FINAL BILL REPORT
This analysis was prepared by non-partisan legislative staff for the use of legislative members in their deliberations. This analysis is not a part of the legislation nor does it constitute a statement of legislative intent.
C 343 L 19
Synopsis as Enacted
Brief Description: Revising economic assistance programs by updating standards of need, revising outcome measures and data collected, and reducing barriers to participation.
Sponsors: House Committee on Appropriations (originally sponsored by Representatives Senn, Entenman, Morgan, Kilduff, Macri, Gregerson, Valdez, Chapman, Wylie, Peterson, Doglio, Tharinger, Bergquist, Robinson, Ortiz-Self, Goodman, Lovick, Jinkins, Leavitt, Hudgins, Pettigrew, Slatter, Appleton, Stanford, Davis, Frame, Pollet, Fey and Tarleton).
House Committee on Human Services & Early Learning
House Committee on Appropriations
Senate Committee on Human Services, Reentry & Rehabilitation
Senate Committee on Ways & Means
Temporary Assistance for Needy Families (TANF) is a federal block grant that provides temporary cash assistance, subsidized childcare, and work programs for low-income families. With limited exceptions, adult TANF recipients must participate in one or more WorkFirst activities that are identified through an assessment and documented in the recipient's Individual Responsibility Plan. These activities may include paid and unpaid employment-based training programs, career development, community service, work skills assessment and job search training, and vocational training programs.
The TANF program is administered by the Department of Social and Health Services (DSHS).
Work Participation, Sanctions, and Permanent Disqualification.

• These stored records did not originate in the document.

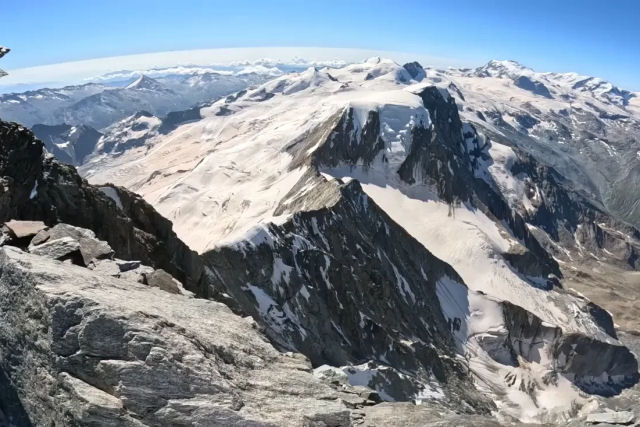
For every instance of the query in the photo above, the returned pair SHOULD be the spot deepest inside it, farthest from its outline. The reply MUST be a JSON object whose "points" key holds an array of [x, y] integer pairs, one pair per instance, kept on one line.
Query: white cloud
{"points": [[80, 71]]}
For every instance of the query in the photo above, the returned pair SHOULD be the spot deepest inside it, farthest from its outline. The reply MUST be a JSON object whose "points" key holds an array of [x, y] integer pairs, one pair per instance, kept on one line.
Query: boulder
{"points": [[138, 274], [90, 247], [57, 249], [163, 280], [22, 229]]}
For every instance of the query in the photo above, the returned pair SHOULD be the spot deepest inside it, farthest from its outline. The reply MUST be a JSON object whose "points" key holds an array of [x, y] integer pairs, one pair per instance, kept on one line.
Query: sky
{"points": [[589, 37]]}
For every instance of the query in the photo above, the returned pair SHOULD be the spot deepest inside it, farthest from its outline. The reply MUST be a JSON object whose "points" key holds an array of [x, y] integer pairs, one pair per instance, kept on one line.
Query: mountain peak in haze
{"points": [[145, 82], [502, 68]]}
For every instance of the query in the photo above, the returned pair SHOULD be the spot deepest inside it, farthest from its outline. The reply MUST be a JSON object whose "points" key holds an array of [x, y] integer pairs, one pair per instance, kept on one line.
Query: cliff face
{"points": [[36, 186]]}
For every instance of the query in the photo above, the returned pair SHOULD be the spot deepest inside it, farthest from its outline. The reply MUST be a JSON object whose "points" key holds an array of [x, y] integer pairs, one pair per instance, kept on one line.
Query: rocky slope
{"points": [[89, 339], [293, 239]]}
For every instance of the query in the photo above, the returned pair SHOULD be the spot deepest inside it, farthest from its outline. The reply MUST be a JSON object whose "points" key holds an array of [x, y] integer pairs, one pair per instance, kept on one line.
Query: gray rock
{"points": [[22, 229], [163, 280], [138, 274], [80, 348], [611, 417], [90, 247], [57, 248], [106, 267]]}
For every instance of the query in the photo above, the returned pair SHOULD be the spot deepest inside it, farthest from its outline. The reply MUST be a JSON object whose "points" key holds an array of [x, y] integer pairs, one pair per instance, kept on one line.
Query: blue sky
{"points": [[590, 37]]}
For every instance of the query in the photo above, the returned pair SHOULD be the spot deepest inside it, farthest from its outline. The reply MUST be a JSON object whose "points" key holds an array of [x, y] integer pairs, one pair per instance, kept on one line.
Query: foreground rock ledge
{"points": [[86, 349], [81, 348]]}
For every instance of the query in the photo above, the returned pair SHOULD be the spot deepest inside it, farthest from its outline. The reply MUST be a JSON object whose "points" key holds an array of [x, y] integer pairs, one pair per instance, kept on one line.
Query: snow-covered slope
{"points": [[584, 127], [318, 183]]}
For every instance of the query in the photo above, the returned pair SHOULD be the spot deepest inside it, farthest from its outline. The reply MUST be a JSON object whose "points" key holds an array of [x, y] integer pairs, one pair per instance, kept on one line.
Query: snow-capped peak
{"points": [[145, 82], [502, 68], [3, 51]]}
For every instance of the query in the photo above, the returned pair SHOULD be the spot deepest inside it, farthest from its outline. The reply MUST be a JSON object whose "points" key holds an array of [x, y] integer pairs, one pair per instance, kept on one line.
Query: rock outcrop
{"points": [[38, 187], [81, 348]]}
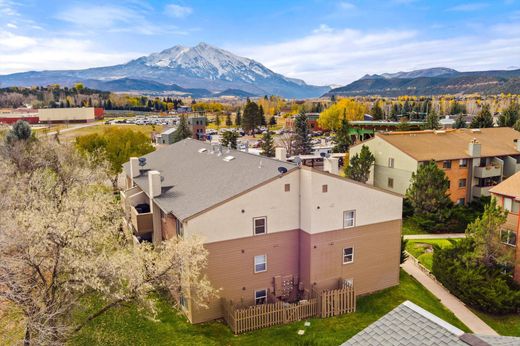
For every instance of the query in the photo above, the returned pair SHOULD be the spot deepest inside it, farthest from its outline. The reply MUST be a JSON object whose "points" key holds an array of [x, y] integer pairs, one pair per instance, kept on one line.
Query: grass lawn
{"points": [[125, 326]]}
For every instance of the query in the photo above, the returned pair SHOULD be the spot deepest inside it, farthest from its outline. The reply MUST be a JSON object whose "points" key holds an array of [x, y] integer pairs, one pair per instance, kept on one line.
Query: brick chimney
{"points": [[154, 184]]}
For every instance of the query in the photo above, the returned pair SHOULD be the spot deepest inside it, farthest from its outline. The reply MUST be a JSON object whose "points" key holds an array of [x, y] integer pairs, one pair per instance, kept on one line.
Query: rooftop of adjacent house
{"points": [[453, 144], [197, 176], [509, 187], [409, 324]]}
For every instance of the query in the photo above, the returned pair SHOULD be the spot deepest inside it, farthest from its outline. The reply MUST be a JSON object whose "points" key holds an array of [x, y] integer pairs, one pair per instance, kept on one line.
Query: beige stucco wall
{"points": [[66, 114], [404, 165]]}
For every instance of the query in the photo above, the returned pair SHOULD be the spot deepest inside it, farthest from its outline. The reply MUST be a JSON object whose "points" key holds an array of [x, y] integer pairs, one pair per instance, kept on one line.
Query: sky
{"points": [[321, 42]]}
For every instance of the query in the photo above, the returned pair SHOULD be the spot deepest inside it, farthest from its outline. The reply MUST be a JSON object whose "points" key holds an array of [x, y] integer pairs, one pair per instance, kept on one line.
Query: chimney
{"points": [[154, 183], [280, 154], [474, 148], [331, 165]]}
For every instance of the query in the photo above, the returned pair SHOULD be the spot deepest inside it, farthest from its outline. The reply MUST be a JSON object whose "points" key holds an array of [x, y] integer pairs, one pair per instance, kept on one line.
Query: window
{"points": [[508, 237], [349, 218], [508, 203], [260, 297], [348, 255], [260, 263], [260, 225]]}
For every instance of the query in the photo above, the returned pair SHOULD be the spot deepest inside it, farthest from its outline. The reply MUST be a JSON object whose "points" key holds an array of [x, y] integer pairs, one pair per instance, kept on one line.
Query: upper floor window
{"points": [[348, 255], [508, 237], [260, 263], [260, 225], [349, 218]]}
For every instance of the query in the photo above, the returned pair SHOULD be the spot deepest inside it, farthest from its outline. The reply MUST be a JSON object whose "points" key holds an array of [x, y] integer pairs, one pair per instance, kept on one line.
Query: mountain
{"points": [[200, 67], [439, 80]]}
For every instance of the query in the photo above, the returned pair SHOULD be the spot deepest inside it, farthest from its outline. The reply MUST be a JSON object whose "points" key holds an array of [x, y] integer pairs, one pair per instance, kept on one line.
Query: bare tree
{"points": [[61, 244]]}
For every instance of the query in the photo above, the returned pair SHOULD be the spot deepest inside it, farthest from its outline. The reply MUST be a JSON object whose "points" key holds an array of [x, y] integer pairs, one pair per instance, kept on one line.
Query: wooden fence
{"points": [[327, 303]]}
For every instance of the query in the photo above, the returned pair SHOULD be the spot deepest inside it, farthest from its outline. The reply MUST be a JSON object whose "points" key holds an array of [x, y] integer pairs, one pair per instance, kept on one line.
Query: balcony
{"points": [[488, 171]]}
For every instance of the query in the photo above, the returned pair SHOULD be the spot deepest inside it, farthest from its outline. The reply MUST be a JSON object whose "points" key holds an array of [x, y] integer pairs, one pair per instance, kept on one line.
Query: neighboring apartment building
{"points": [[507, 195], [273, 229], [474, 160]]}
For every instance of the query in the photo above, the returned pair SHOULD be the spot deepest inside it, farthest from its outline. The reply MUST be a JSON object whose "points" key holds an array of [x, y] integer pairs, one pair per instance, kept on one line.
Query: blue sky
{"points": [[322, 42]]}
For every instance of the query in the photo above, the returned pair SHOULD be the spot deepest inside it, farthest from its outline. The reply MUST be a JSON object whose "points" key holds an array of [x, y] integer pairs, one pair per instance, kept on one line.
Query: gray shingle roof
{"points": [[200, 180], [409, 324]]}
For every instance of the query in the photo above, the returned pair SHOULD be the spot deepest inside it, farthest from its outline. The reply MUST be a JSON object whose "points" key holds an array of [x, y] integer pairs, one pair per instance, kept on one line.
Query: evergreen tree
{"points": [[377, 112], [460, 122], [428, 191], [267, 145], [238, 118], [302, 140], [483, 119], [183, 130], [228, 120], [509, 116], [432, 121], [229, 139], [342, 137], [360, 164]]}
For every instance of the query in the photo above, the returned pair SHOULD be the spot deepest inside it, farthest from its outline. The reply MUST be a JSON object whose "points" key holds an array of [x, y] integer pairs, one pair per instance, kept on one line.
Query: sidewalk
{"points": [[435, 236], [451, 302]]}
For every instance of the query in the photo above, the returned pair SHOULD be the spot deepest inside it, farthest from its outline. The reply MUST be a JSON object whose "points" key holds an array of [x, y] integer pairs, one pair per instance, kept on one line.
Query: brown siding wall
{"points": [[376, 257]]}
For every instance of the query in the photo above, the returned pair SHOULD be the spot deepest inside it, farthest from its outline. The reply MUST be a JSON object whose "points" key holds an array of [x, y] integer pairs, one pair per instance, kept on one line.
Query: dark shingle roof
{"points": [[200, 180]]}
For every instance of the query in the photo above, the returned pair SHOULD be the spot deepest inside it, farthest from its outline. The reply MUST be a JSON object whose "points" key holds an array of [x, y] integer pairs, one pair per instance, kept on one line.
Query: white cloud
{"points": [[342, 56], [178, 11]]}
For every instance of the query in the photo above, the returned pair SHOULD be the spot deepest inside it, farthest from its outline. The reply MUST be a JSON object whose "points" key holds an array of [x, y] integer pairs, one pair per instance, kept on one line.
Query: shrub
{"points": [[486, 289]]}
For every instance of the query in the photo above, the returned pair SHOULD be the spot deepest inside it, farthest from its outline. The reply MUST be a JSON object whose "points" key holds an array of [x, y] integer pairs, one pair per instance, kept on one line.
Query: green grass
{"points": [[125, 326]]}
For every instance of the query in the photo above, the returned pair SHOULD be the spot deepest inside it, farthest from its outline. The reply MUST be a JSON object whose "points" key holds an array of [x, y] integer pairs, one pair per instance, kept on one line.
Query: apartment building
{"points": [[474, 160], [273, 229], [507, 195]]}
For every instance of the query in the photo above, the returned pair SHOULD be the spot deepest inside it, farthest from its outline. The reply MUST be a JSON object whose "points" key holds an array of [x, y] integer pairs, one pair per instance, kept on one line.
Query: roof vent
{"points": [[228, 158]]}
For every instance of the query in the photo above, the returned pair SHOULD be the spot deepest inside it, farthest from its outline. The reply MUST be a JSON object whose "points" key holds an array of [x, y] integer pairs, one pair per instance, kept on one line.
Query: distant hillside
{"points": [[433, 82]]}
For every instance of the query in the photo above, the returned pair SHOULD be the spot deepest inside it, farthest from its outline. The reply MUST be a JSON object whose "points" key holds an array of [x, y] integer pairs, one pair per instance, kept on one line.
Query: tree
{"points": [[330, 118], [342, 137], [229, 139], [485, 232], [460, 122], [228, 120], [483, 119], [115, 146], [183, 130], [432, 121], [360, 165], [377, 112], [302, 140], [238, 118], [267, 145], [509, 116], [62, 248], [428, 191]]}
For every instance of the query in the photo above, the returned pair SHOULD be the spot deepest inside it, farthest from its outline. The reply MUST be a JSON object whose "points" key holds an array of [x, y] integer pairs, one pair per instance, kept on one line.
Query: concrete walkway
{"points": [[435, 236], [451, 302]]}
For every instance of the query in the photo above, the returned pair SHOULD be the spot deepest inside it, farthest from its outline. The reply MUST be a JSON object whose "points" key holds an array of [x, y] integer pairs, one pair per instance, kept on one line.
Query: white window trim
{"points": [[353, 219], [265, 225], [343, 254], [255, 264]]}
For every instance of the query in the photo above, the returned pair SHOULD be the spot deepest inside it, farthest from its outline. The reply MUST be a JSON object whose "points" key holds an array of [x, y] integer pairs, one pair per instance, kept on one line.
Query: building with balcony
{"points": [[474, 160], [274, 230], [507, 195]]}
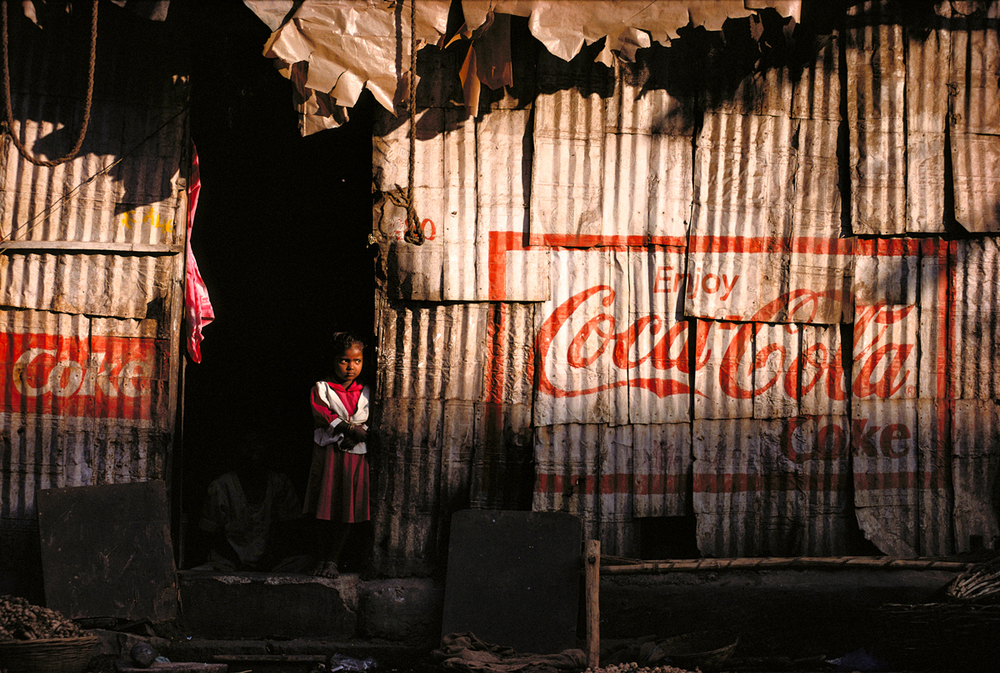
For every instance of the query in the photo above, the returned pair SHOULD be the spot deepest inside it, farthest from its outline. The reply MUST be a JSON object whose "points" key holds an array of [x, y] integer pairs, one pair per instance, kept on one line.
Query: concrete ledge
{"points": [[795, 613], [259, 605], [406, 610]]}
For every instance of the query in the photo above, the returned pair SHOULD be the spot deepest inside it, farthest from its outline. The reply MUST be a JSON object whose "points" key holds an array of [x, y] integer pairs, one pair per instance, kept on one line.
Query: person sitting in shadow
{"points": [[251, 515]]}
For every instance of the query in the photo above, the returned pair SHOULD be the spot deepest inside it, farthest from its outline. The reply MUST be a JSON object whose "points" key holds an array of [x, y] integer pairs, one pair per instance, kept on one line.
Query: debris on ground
{"points": [[21, 620], [635, 668]]}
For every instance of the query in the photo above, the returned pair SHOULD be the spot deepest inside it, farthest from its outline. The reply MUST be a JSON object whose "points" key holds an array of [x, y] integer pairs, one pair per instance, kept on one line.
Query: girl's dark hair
{"points": [[341, 341]]}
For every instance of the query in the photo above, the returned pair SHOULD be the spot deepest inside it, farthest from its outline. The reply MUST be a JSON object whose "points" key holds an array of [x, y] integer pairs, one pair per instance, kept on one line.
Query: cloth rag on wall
{"points": [[198, 311], [466, 652]]}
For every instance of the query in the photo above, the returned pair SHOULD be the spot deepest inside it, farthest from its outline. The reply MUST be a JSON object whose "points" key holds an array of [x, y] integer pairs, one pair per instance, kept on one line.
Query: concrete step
{"points": [[259, 606]]}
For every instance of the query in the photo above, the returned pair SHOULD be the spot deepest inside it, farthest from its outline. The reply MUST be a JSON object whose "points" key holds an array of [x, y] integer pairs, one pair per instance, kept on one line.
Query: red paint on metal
{"points": [[97, 377]]}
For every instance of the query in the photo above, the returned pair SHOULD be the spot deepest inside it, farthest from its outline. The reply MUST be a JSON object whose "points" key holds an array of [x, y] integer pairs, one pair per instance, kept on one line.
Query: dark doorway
{"points": [[281, 238]]}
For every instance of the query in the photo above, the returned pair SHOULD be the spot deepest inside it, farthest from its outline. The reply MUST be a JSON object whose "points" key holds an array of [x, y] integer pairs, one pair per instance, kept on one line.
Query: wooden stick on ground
{"points": [[592, 584]]}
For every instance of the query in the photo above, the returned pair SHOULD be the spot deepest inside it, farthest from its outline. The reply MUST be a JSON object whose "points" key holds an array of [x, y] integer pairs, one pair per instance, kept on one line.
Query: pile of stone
{"points": [[21, 620]]}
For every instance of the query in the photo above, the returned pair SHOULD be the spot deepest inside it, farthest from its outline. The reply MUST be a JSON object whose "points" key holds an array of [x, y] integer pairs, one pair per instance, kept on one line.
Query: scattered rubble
{"points": [[635, 668], [21, 620]]}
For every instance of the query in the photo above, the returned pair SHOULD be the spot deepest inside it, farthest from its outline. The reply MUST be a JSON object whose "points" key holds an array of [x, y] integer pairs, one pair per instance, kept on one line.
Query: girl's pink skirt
{"points": [[343, 488]]}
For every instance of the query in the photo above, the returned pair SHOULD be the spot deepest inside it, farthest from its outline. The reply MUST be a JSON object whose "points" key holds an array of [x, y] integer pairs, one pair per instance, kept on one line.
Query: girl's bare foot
{"points": [[326, 569]]}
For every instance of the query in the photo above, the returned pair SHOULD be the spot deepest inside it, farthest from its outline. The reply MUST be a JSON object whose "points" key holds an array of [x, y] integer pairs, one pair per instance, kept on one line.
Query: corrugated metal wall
{"points": [[91, 267], [652, 290]]}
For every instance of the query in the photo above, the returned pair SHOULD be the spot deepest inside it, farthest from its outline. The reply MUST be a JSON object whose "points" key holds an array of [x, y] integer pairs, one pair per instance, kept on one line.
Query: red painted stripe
{"points": [[770, 483]]}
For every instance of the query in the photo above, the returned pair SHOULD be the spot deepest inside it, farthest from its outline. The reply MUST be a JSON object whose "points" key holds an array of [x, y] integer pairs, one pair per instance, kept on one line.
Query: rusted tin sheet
{"points": [[795, 248], [612, 476], [928, 69], [118, 286], [435, 351], [83, 403], [568, 166], [975, 470], [755, 324], [976, 320], [91, 266], [648, 149], [661, 461], [975, 115], [876, 79], [410, 462], [567, 466], [901, 474], [771, 488], [578, 378]]}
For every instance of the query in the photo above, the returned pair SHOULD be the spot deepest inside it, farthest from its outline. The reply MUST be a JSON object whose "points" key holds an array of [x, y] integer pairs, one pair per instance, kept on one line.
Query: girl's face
{"points": [[347, 367]]}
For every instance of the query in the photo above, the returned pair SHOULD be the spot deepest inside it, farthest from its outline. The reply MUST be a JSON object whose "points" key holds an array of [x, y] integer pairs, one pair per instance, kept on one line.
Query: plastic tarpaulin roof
{"points": [[334, 49]]}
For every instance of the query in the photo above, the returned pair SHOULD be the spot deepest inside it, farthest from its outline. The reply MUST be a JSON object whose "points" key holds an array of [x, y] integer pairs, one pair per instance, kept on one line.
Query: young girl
{"points": [[338, 480]]}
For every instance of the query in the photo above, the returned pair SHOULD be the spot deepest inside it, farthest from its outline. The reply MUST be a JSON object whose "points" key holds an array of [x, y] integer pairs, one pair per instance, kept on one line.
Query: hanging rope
{"points": [[414, 232], [9, 120]]}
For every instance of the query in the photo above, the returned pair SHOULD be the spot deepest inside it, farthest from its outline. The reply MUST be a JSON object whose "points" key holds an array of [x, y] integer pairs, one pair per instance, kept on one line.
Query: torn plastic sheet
{"points": [[334, 49]]}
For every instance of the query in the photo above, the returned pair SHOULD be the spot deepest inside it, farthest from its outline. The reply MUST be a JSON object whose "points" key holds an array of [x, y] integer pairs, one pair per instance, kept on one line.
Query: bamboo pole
{"points": [[630, 567], [592, 584]]}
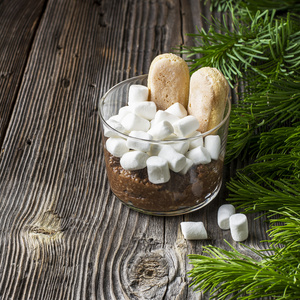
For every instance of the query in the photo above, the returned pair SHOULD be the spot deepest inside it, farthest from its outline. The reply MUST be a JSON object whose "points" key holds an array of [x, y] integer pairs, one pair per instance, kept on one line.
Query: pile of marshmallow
{"points": [[227, 219], [144, 127]]}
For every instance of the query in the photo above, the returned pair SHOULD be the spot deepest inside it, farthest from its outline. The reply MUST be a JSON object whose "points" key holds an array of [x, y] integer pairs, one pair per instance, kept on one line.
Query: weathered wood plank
{"points": [[63, 233], [18, 23]]}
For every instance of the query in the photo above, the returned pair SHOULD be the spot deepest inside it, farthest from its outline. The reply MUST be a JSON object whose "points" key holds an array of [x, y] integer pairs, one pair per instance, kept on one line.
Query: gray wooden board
{"points": [[63, 233]]}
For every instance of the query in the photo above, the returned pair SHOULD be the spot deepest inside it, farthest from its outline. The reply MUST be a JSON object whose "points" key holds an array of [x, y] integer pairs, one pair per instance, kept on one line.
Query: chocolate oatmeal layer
{"points": [[180, 192]]}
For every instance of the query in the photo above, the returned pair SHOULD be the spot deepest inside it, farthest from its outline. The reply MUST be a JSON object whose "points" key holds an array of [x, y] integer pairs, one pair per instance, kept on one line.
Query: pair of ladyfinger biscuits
{"points": [[204, 94]]}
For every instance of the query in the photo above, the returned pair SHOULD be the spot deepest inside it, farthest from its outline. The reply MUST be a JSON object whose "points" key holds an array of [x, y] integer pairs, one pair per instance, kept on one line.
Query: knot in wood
{"points": [[150, 273]]}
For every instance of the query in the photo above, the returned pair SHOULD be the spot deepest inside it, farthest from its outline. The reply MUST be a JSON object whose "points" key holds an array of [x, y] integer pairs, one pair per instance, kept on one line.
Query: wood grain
{"points": [[63, 233], [18, 23]]}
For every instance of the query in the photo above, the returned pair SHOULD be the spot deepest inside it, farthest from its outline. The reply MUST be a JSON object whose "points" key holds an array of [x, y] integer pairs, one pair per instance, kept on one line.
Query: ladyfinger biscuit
{"points": [[168, 81], [208, 95]]}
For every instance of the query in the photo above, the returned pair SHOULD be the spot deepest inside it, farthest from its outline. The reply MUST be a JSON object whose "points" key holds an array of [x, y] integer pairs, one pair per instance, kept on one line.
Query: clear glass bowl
{"points": [[182, 193]]}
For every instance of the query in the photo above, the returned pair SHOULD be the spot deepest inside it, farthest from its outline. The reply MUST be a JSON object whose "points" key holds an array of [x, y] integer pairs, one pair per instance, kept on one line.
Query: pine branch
{"points": [[229, 273], [268, 48]]}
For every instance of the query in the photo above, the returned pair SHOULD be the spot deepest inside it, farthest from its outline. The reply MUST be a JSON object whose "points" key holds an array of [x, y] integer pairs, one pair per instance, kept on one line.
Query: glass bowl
{"points": [[182, 193]]}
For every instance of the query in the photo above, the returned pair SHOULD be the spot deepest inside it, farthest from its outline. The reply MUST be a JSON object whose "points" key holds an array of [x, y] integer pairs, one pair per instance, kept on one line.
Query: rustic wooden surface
{"points": [[63, 233]]}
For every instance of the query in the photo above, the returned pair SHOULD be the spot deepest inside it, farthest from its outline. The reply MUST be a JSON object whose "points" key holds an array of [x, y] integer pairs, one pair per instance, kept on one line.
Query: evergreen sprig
{"points": [[231, 274], [254, 5], [269, 47], [265, 124]]}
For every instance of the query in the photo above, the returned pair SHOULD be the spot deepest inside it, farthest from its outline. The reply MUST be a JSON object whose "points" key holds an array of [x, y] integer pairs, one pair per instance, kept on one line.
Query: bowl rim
{"points": [[203, 134]]}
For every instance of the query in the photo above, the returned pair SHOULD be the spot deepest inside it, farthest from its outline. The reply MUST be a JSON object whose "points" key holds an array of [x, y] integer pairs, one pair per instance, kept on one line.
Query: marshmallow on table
{"points": [[158, 170], [225, 211], [199, 155], [177, 109], [213, 145], [116, 146], [238, 227], [188, 165], [176, 161], [193, 230], [108, 132], [137, 140], [137, 93], [134, 160], [161, 130], [134, 122], [185, 126], [146, 109], [196, 141]]}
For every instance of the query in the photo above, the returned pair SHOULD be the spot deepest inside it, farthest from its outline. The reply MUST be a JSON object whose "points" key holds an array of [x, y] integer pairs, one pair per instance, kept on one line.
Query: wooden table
{"points": [[63, 233]]}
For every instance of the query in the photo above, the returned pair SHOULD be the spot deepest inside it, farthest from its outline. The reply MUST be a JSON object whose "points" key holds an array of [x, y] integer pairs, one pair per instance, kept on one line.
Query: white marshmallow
{"points": [[161, 130], [115, 118], [116, 146], [193, 230], [199, 155], [196, 141], [176, 161], [154, 149], [239, 227], [185, 126], [158, 170], [108, 132], [137, 93], [162, 115], [213, 145], [134, 122], [134, 160], [123, 111], [177, 109], [225, 211], [186, 168], [146, 109], [180, 146], [136, 141]]}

Federal law and state rules require a reduction or termination of a family's TANF benefits if an individual in the family refuses to participate in work requirements, unless the individual meets criteria to be exempt from mandatory work participation or has good cause. This reduction of assistance is referred to as "non-compliance sanction."
A family's TANF grant is reduced by one person's share or 40 percent, whichever is more, when a recipient is in non-compliance sanction. After two months in non-compliance sanction, the recipient's case is closed. If a TANF case is closed at least three times, the individual and any household that person is part of are permanently disqualified from receiving TANF benefits.
Benefits for New State Residents.
The Federal Personal Responsibility and Work Opportunity Reconciliation Act (PRWORA) of 1996 authorized states to pay the benefit amount of another state’s TANF program to residents who have lived in the state for less than 12 months. In 1997 Washington enacted a law implementing the PRWORA that required, among other provisions, the DSHS to pay a lower TANF benefit to a person who has lived in a state for less than 12 months if that person received a lower benefit in his or her former state of residence. That same year, California began enforcing a similar limitation. In Saenz. v Roe, 526 U.S. 489 (1999), the United States Supreme Court held that California's lower benefit policy for new residents unconstitutionally discriminated against citizens of the state on the basis of the length of residency and was in violation of the privileges and immunities clause of Article IV, section 2 of the United States Constitution.
Temporary Assistance for Needy Families Five-Year Time Limit.
Federal rules limit the length of time an adult can receive TANF benefits to a cumulative total of 60 months. States can extend TANF assistance beyond the 60-month limit for up to 20 percent of the average monthly caseload. Extensions may only be offered to families on the basis of hardship, as defined by the state, or in instances of family violence. The DSHS has adopted rules identifying who is eligible for a time limit hardship extension. Examples of hardship under the adopted rules include a person with severe and chronic disabilities and a person acting as a caregiver for a disabled child or adult, among others. For federal fiscal year 2017, 4 percent of the state's caseload was exempt from the 60-month limit.
Legislative-Executive WorkFirst Poverty Reduction Oversight Task Force.
The Legislative-Executive WorkFirst Poverty Reduction Oversight Task Force (Task Force) oversees the operation of the WorkFirst and TANF programs. The voting membership of the Task Force is comprised of eight state agency representatives and eight members of the Legislature.
The DSHS may not permanently disqualify households for noncompliance with TANF work requirements.
Benefits for New State Residents.
The state may no longer limit benefits for a new state resident to the benefit level the recipient received in his or her former state of residence.
Five-Year Time Limit.
The DSHS must add to adopted hardship criteria rules to include being homeless as a qualifying hardship for an extension of the 60-month time limit.
The Task Force is added to the recipients of quarterly progress reports on outcomes and benchmarks. Outcome measures for use in evaluating the WorkFirst program are expanded to include:
caseload reduction data for participants who exit due to increased income, employment, at the participant's request, or for other reasons;
wage progression; and
outcomes for sanctioned and time-limited families.
All provisions apply prospectively only and not retroactively. Prospective application of the Act allows families who have been permanently disqualified under prior policies to receive benefits prospectively only, if otherwise eligible.